Te revoir!
Tu te rappelles ? Non, c’est certain, tu as oublié ou tu n’as pas su. Tu ne pouvais pas comprendre à l’époque, tu étais trop loin de tout, trop occupé par ton travail et tes ambitions professionnelles. Combien de personnes passent à côté de leur vie à force de croire que leur boulot est le seul endroit où s’épanouir. Moi aussi, j’ai cédé à cette facilité. Comment faire autrement ? Alors tu travaillais, prenais peu de vacances, bossais le soir et parfois le week-end. Je t’ai regardé vivre ta vie ainsi, sans chercher à te dire ce que j’avais sur le cœur.
Tu as oublié ? Tu avais des enfants. Je dis « avais » parce que nous ne sommes plus des enfants. L’avons-nous vraiment été un jour ? Je dis « avais » parce qu’aujourd’hui, nous ne t’appartenons plus vraiment. Pas plus que tu n’es à nous. Tu es si loin ! Il y avait Romain, le plus âgé de tes trois fils. Il est photographe en Asie ou ailleurs, je vois de temps en temps ses périples sur Instagram. Je regarde ses photos sans y accorder plus d’attention que cela. Je n’aime pas les relations à distance. Je suis fier de lui. Non, je m’en fiche pas mal. J’ai peu de chance de passer du temps avec lui, de le revoir. D’embrasser mon frère.
Cela fait combien de temps déjà ? Nous étions partis en vacances ensemble, une idée forte de maman qui avait réussi à l’imposer à tous. C’était en 2006. Non, c’était avant, il y avait la canicule en France. Peu importe ! Nous avions loué un mobile home dans un camping un peu calamiteux sur la côte basque. Je n’ai jamais autant profité de la mer que cet été-là. Romain n’avait pas emporté son Nikon avec lui, il ne faisait pas de photos de famille, répétait-il. « Tu es con ! » je lui ai dit un soir, près du barbecue. « Tu aurais pu faire un effort ». Tu m’avais répondu que tu ne faisais pas de photos de merde. Je t’ai pris pour un prétentieux infect. Est-ce pour cela que je n’arrive pas à aimer ton travail, pourtant reconnu par tes pairs ?
C’est après que la vie est devenue un peu triste. Il y a eu l’accident de moto qui a manqué d’envoyer au cimetière Maxime, notre petit frère. Un vol de 40 mètres à cause d’une pétasse qui n’avait pas mis son clignotant. Nous l’aurions tous étranglée si seulement nous l’avions rencontrée. Maxime a morflé, des mois d’hôpital puis la rééducation. Il ne marche plus comme avant. J’ai souvent pleuré pendant cette période. La première visite que je lui ai faite au centre, j’ai cru arriver dans une colonie au bord de la mer. Mais en poussant les portes du bâtiment et en parcourant les couloirs à la recherche de Maxime, je n’ai vu que des gens cassés.
Qu’est devenue ta vie ? Tu te souviens du jour où tout a basculé pour toi ? Tu ne t’y attendais pas. Tu ne l’avais pas vu venir ! J’étais plus âgé que Maxime mais c’est moi que tu avais choisi. Pourquoi pas lui ? À l’époque il était si jeune, il n’aurait sans doute rien dit, jamais, il aurait enfermé l’épisode dans sa mémoire d’enfant, l’aurait gardé comme un secret inconscient dans son cerveau. Il a fallu que cela tombe sur moi.
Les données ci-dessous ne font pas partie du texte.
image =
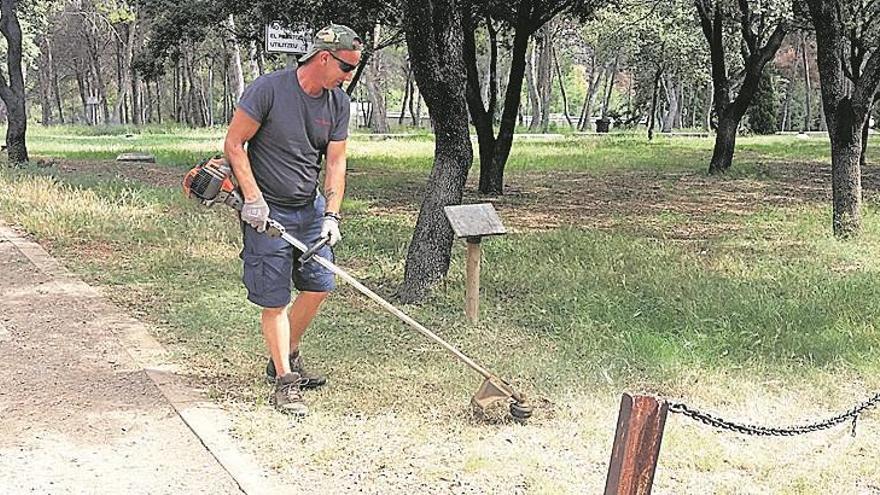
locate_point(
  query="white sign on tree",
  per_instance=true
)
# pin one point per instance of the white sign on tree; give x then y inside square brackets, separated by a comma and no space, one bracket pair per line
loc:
[281,39]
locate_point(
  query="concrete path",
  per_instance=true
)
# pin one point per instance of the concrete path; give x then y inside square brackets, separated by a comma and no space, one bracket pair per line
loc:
[87,403]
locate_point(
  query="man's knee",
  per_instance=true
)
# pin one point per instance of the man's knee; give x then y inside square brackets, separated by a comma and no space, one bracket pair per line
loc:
[273,312]
[313,297]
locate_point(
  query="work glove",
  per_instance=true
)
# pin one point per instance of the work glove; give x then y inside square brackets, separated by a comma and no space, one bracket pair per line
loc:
[255,213]
[330,230]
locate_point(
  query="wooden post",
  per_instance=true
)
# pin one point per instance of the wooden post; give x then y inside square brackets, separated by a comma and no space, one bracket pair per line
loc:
[472,223]
[472,290]
[636,445]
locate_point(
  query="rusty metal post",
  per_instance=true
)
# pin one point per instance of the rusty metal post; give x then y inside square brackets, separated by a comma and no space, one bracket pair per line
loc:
[636,445]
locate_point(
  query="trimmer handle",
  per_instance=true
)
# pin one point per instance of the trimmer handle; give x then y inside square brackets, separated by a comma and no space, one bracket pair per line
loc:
[312,250]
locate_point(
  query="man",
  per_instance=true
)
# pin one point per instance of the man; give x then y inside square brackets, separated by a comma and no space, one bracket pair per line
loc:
[290,119]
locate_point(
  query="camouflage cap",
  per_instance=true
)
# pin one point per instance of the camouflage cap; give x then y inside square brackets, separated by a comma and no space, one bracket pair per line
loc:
[333,37]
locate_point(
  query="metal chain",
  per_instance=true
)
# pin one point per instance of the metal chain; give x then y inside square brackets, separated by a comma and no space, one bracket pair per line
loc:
[764,431]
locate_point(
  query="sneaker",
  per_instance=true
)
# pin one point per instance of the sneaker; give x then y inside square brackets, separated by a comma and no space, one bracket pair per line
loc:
[310,379]
[288,395]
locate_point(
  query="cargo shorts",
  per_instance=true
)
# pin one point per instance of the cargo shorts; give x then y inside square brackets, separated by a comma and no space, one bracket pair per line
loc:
[271,265]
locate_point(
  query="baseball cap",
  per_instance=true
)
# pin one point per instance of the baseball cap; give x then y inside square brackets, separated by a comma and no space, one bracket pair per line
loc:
[333,37]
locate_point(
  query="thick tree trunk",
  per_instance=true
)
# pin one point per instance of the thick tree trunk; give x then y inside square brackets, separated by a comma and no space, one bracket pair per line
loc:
[846,111]
[434,40]
[846,176]
[13,91]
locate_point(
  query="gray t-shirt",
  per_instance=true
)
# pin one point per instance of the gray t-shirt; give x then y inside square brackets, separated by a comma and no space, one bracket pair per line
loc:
[286,151]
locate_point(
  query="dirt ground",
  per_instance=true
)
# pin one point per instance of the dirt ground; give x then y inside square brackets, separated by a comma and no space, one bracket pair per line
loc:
[533,201]
[79,415]
[626,199]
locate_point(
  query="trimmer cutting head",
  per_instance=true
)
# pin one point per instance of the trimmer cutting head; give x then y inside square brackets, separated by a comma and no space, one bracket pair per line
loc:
[494,390]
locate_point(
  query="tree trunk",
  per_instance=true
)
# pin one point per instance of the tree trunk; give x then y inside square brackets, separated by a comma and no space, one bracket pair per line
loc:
[434,40]
[233,54]
[606,103]
[532,88]
[845,130]
[95,67]
[492,175]
[678,120]
[255,56]
[407,94]
[125,79]
[45,78]
[655,87]
[729,112]
[562,89]
[55,90]
[710,103]
[807,90]
[593,84]
[480,116]
[725,143]
[845,115]
[13,92]
[544,84]
[672,104]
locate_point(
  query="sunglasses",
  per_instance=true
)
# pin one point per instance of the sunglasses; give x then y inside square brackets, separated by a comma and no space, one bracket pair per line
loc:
[343,65]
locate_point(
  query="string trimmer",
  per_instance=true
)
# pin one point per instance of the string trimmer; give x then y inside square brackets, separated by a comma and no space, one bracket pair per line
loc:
[212,182]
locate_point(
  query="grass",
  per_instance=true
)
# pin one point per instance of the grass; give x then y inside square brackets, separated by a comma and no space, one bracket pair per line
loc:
[769,305]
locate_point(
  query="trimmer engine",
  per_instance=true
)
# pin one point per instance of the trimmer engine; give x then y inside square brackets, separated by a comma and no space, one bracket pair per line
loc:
[212,182]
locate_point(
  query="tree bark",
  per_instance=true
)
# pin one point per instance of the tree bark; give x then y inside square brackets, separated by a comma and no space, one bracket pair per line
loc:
[13,91]
[532,88]
[606,101]
[593,84]
[729,112]
[845,112]
[434,40]
[672,104]
[45,77]
[233,54]
[544,83]
[375,88]
[655,87]
[562,89]
[407,94]
[807,89]
[55,89]
[492,174]
[125,79]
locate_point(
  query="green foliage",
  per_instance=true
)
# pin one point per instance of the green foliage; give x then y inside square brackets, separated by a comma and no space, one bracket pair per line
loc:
[764,112]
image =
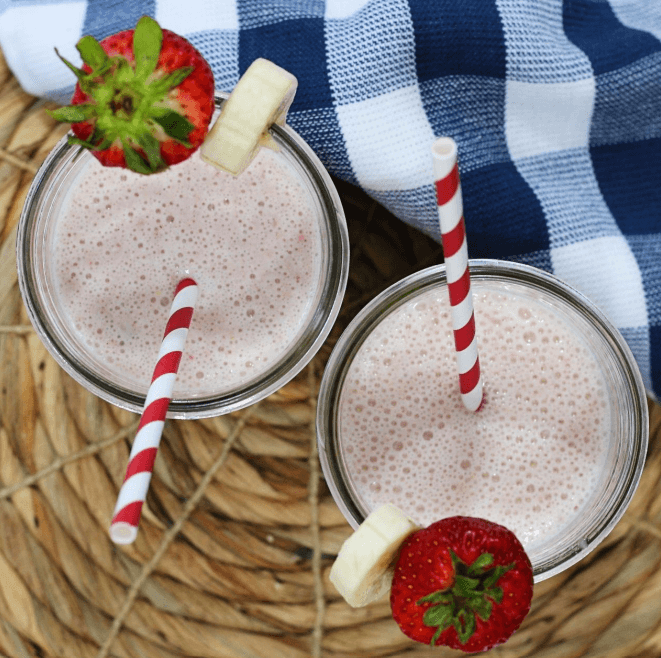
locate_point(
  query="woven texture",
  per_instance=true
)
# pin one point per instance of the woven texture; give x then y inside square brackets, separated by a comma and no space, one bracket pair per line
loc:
[554,105]
[239,530]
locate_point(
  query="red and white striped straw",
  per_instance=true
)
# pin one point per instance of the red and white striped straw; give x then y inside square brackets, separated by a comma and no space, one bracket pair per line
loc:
[455,250]
[126,517]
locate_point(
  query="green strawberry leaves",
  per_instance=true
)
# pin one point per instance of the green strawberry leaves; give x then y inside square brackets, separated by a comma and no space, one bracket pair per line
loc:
[174,124]
[472,594]
[92,53]
[147,41]
[127,102]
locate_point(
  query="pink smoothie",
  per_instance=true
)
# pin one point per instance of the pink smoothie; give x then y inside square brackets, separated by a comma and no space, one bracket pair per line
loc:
[529,459]
[252,243]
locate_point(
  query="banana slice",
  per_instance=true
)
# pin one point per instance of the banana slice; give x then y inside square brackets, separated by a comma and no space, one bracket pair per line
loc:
[261,98]
[363,570]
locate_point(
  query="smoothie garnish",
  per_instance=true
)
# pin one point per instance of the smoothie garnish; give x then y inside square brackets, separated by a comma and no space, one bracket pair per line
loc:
[143,100]
[462,582]
[363,570]
[455,251]
[132,495]
[261,98]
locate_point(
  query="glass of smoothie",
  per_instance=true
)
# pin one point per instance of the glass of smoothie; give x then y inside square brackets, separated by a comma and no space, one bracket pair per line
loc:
[100,251]
[554,454]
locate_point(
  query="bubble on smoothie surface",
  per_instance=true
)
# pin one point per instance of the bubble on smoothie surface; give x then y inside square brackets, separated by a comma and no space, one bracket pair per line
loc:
[529,459]
[252,243]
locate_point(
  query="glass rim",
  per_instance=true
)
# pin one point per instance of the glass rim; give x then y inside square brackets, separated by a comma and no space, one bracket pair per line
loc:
[322,318]
[404,290]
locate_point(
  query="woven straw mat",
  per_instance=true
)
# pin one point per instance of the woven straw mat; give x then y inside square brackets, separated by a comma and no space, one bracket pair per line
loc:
[239,530]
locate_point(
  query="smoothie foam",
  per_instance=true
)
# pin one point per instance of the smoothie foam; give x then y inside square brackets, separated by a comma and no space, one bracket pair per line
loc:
[251,242]
[529,459]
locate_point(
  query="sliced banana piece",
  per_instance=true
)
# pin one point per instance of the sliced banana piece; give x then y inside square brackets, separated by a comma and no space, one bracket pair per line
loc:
[261,98]
[363,570]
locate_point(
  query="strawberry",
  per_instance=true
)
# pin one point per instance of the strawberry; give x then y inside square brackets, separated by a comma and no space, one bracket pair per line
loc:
[144,98]
[462,582]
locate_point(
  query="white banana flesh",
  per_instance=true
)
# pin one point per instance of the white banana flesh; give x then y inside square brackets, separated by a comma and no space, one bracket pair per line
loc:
[363,570]
[261,98]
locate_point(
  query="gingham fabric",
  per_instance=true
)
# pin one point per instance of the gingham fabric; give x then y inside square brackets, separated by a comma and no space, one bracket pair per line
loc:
[555,106]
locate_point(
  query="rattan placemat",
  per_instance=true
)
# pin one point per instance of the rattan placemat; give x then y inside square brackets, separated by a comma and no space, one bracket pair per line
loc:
[239,530]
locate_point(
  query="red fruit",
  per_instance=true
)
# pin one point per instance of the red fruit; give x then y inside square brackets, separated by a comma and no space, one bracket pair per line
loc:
[144,98]
[461,582]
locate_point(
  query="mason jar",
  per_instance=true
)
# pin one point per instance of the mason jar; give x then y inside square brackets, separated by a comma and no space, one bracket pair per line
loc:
[556,451]
[98,263]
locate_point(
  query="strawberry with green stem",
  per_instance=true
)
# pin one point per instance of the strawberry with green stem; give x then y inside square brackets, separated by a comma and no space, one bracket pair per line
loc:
[462,582]
[144,98]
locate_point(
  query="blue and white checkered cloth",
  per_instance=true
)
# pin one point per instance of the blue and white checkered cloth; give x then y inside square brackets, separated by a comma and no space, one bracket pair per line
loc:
[555,106]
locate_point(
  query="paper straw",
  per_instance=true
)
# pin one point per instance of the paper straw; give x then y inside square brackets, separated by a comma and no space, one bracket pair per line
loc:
[126,517]
[453,235]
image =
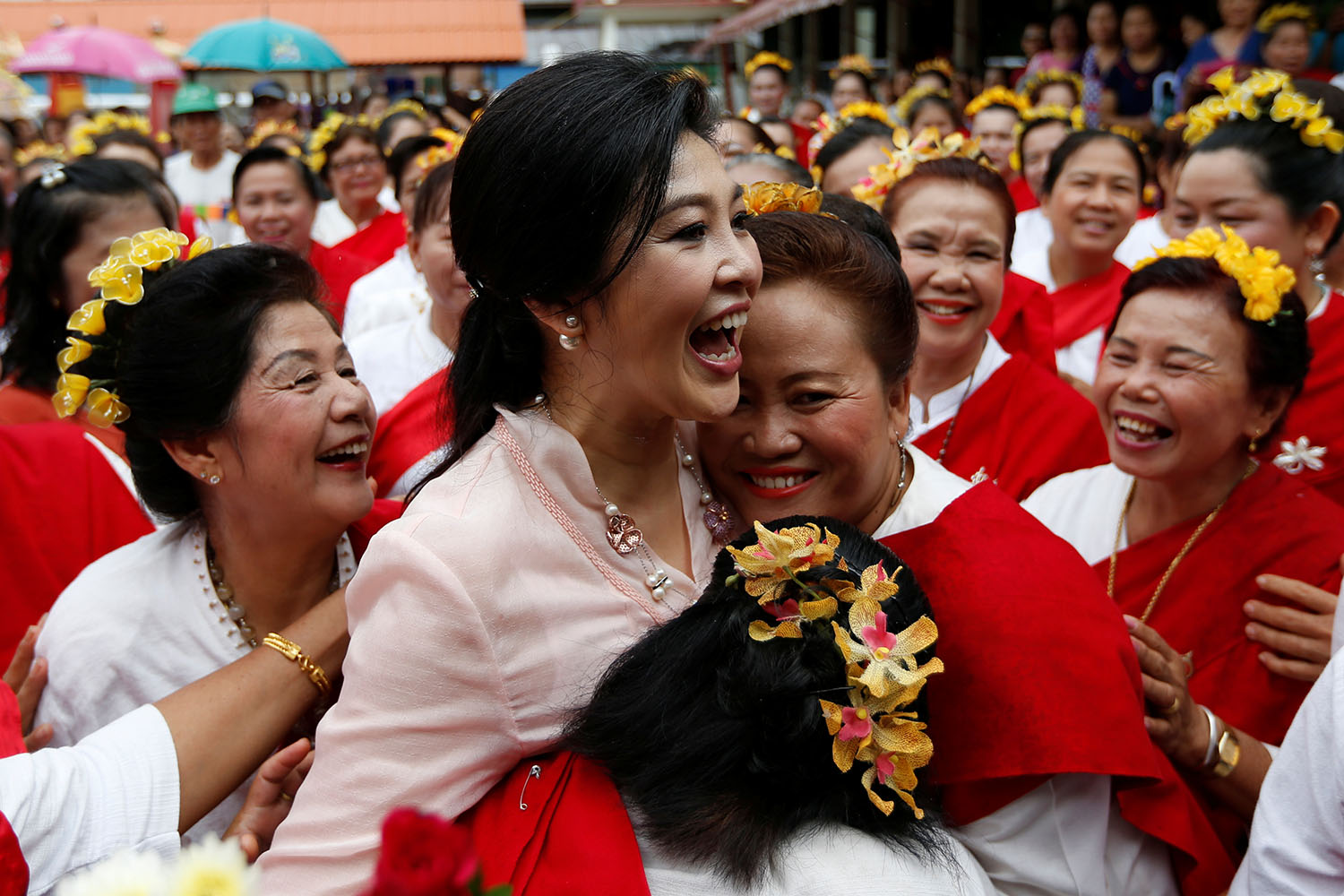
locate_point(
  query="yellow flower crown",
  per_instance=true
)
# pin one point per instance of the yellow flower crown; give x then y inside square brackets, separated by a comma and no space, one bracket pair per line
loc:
[1258,273]
[1285,13]
[881,668]
[855,62]
[1053,77]
[908,153]
[120,279]
[325,132]
[997,96]
[766,58]
[105,123]
[1265,91]
[916,94]
[1073,117]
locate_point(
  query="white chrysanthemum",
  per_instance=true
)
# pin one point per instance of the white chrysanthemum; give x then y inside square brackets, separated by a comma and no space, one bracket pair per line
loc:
[212,868]
[124,874]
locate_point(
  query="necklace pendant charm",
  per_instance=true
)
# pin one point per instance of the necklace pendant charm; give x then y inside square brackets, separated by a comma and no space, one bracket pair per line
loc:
[623,535]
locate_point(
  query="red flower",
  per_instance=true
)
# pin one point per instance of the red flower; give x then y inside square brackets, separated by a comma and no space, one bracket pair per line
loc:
[424,855]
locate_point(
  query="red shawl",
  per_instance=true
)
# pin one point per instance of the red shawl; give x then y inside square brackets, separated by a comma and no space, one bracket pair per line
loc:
[62,506]
[1088,304]
[408,433]
[1026,322]
[378,239]
[1317,414]
[1021,429]
[1040,678]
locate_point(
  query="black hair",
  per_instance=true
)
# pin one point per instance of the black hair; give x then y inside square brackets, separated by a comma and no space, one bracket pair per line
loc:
[274,155]
[46,226]
[1279,352]
[610,123]
[717,742]
[855,134]
[790,172]
[1303,177]
[1080,139]
[180,355]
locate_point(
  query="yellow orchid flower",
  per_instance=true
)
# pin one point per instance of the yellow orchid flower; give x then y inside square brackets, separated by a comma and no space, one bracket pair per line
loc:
[105,409]
[89,319]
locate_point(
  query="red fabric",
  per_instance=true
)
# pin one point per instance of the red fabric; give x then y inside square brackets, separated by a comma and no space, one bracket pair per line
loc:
[1026,320]
[339,271]
[1040,678]
[1088,304]
[378,239]
[1317,414]
[409,432]
[19,405]
[573,837]
[62,506]
[1019,429]
[1021,196]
J’ai voulu oublier, j’ai voulu protéger tout le monde. Je n’étais pas un brillant photographe, je ne comptais pas ! Tes gestes, ce que tu me faisais faire, ne le dis pas à maman, oui papa, je ne dirai rien, c’est mal, non c’est pas mal, mais j’ai mal papa, qu’est-ce que tu fais.
Je ne sais pas ce que tu es devenu. Tu as fait de la prison. Tu l’as sans doute quittée. À moins que tu n’y sois encore. Pourtant, j’aimerais savoir. Ou pas.